LGL leukemia results from a clonal expansion of cytotoxic T lymphocytes with a terminal effector memory (TEMRA) phenotype. LGL leukemia patients have multiple clinical phenotypes including chronic neutropenia, pure red cell aplasia, and rheumatoid arthritis. The major focus of this proposal is to identify and understand how genomic changes contribute to the pathogenesis of LGL leukemia as well as normal TEMRA biology. Our collaborative group has recently completed whole genome sequencing of matched LGL clone and normal saliva samples from three patients. An additional 48 genome pairs will be sequenced by the time this proposal would be funded. Preliminary analysis of these three genome pairs indicate an average of 8,000 somatic DNA substitutions as well as evidence of copy number variation and other genome structural changes. Our goal is to understand how these genome changes contribute to the genesis and pathological manifestations of LGL leukemia.
In Aim 1, we focus on analyzing the protein coding changes as well as identifying the numerous other genomic changes with less rapidly definable function. In order to gain a more complete understanding of how non-coding genome changes contribute to LGL we will then conduct a series of ENCODE type experiments to identify important genomic regions in LGL (Aim 2). We will then screen our large patient registry to determine the prevalence of these mutations in LGL leukemia and integrate the newly identified interaction data and mutation data into our network model of LGL leukemia survival pathways. In addition, we will correlate mutations with clinical parameters to determine their usefulness in predicting treatment responses to current therapies and individual disease phenotypes (Aim 3).

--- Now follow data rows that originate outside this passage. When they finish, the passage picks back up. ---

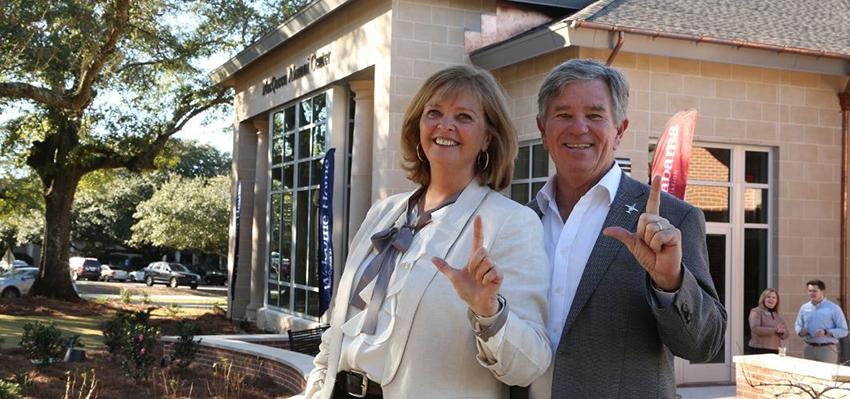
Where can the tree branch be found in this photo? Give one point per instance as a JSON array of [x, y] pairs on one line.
[[82, 89]]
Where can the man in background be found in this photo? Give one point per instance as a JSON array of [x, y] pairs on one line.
[[820, 323]]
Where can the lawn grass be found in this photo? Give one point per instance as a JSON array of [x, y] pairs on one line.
[[88, 328]]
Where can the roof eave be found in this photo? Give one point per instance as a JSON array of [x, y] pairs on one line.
[[567, 33], [305, 18]]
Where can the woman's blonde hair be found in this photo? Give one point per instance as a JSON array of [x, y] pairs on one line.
[[764, 295], [447, 83]]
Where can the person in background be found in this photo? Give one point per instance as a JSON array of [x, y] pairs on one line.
[[820, 323], [398, 329], [767, 328], [629, 266]]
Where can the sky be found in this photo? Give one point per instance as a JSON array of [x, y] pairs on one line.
[[218, 133]]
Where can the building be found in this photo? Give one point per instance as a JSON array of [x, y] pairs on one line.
[[765, 77]]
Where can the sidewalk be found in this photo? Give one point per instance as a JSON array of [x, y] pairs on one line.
[[709, 392]]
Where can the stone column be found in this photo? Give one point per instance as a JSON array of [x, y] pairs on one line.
[[260, 219], [361, 154], [239, 254]]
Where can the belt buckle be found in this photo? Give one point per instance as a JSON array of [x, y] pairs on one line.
[[354, 381]]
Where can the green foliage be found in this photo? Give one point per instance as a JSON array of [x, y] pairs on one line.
[[87, 384], [115, 329], [130, 337], [10, 389], [190, 159], [126, 296], [137, 355], [73, 341], [186, 346], [105, 84], [227, 382], [186, 214], [42, 342], [106, 200], [172, 310]]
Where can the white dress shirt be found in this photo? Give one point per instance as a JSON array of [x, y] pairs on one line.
[[568, 246], [368, 353]]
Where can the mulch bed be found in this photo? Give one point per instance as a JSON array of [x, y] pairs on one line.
[[164, 382]]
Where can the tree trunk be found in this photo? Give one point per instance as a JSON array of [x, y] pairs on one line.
[[54, 278]]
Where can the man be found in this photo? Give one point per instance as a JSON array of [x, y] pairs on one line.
[[820, 323], [619, 310]]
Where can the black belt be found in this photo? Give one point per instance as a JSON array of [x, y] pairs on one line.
[[355, 385]]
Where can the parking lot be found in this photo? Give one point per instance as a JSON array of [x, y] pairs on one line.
[[205, 295]]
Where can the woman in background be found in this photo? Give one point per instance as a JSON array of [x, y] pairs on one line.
[[767, 327], [444, 290]]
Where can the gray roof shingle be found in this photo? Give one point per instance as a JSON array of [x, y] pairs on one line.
[[806, 24]]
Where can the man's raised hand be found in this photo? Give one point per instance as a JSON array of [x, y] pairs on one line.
[[657, 244]]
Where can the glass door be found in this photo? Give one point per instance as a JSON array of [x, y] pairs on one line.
[[718, 369]]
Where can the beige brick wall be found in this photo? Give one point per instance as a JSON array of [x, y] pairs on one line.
[[427, 36]]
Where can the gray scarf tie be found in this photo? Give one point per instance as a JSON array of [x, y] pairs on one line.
[[389, 243]]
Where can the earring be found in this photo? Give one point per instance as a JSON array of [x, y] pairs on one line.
[[486, 159], [419, 156]]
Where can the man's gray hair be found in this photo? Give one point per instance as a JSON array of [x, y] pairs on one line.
[[584, 69]]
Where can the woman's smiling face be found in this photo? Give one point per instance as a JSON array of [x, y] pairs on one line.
[[452, 131]]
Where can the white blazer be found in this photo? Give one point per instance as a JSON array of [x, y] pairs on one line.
[[433, 352]]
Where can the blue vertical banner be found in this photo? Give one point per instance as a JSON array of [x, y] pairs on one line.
[[237, 210], [326, 217]]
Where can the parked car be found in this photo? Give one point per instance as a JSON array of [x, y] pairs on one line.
[[210, 274], [17, 282], [171, 273], [137, 275], [85, 268], [109, 273], [17, 263]]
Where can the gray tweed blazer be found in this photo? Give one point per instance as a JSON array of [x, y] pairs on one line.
[[616, 342]]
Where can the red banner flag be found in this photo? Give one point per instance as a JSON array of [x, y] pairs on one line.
[[673, 153]]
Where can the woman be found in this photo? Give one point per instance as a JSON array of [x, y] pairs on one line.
[[767, 327], [478, 325]]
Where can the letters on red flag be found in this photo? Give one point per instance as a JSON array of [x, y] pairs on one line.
[[673, 153]]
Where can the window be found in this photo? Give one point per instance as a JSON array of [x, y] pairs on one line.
[[299, 140], [530, 171], [732, 186]]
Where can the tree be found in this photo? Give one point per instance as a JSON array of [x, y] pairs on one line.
[[106, 200], [186, 214], [104, 84]]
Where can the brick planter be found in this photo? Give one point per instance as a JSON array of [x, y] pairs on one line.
[[254, 356], [772, 376]]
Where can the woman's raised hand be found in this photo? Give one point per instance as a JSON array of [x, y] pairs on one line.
[[478, 282]]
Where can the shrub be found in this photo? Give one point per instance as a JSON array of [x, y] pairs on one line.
[[172, 310], [130, 337], [227, 382], [15, 386], [186, 347], [42, 342], [10, 390], [126, 297]]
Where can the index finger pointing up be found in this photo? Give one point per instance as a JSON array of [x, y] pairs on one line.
[[653, 204], [477, 235]]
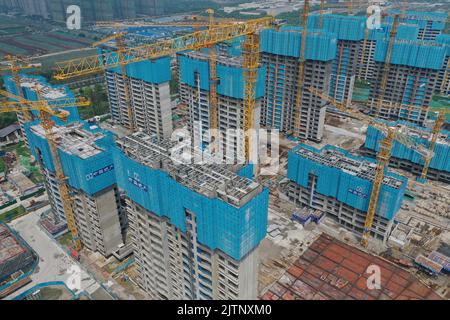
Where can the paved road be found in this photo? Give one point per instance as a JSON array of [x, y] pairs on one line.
[[55, 264]]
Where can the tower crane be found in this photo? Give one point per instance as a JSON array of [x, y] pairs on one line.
[[194, 41], [387, 64], [46, 110], [383, 155], [14, 66], [119, 37], [440, 121], [250, 52], [301, 69], [212, 84], [322, 7]]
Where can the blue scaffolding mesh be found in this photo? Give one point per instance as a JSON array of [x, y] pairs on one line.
[[444, 39], [90, 175], [345, 186], [414, 54], [230, 78], [287, 41], [30, 94], [422, 18], [404, 32], [343, 26], [152, 71], [235, 231], [440, 160]]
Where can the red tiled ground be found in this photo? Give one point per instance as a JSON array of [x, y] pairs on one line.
[[331, 269]]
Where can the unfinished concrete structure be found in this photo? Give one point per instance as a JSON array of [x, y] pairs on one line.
[[411, 80], [443, 82], [201, 244], [366, 61], [280, 51], [87, 163], [430, 24], [408, 160], [15, 256], [28, 86], [149, 97], [339, 184], [349, 32], [194, 76]]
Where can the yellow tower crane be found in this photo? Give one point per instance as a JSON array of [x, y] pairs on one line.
[[440, 121], [250, 53], [119, 38], [383, 155], [15, 65], [387, 65], [301, 70], [47, 109], [194, 41], [212, 85], [321, 11]]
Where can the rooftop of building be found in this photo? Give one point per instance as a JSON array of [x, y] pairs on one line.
[[74, 139], [357, 166], [332, 270], [211, 180], [226, 60]]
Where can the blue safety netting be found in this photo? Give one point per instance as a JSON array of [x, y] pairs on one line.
[[345, 186], [231, 79], [319, 46], [92, 174], [441, 158], [421, 18], [30, 94], [343, 26], [153, 71], [413, 54], [235, 231]]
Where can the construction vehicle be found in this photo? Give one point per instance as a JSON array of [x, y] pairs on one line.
[[46, 110], [201, 39], [383, 155]]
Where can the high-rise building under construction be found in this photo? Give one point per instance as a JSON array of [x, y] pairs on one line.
[[88, 166], [194, 78], [280, 51], [202, 243], [406, 83], [28, 86], [148, 96], [339, 184]]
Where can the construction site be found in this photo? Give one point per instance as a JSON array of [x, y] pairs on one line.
[[359, 183]]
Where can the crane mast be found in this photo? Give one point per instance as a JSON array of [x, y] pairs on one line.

The proposed study has the potential to impact human health by identifying genomic changes associated with LGL leukemia. Currently there are no curative therapies for LGL leukemia and often multiple therapies must be attempted in order to find an effective therapy. Additionally, these studies represent a unique opportunity to identify critical regulatory interactions in normal CD8+ terminal effector memory cells that are normally difficult to study, but have important functions in the control of viral infections and cancer. We strongly believe that the identification of key mutations in LGL will lead to both predictive markers of treatment response and new targets for therapeutic intervention. The assembled multidisciplinary team is uniquely suited to integrate genomic data (Hardison) with network modeling (Albert) that combined with the extensive knowledge of LGL leukemia biology and an extensive patient registry (Loughran) ensures success for work that is proposed.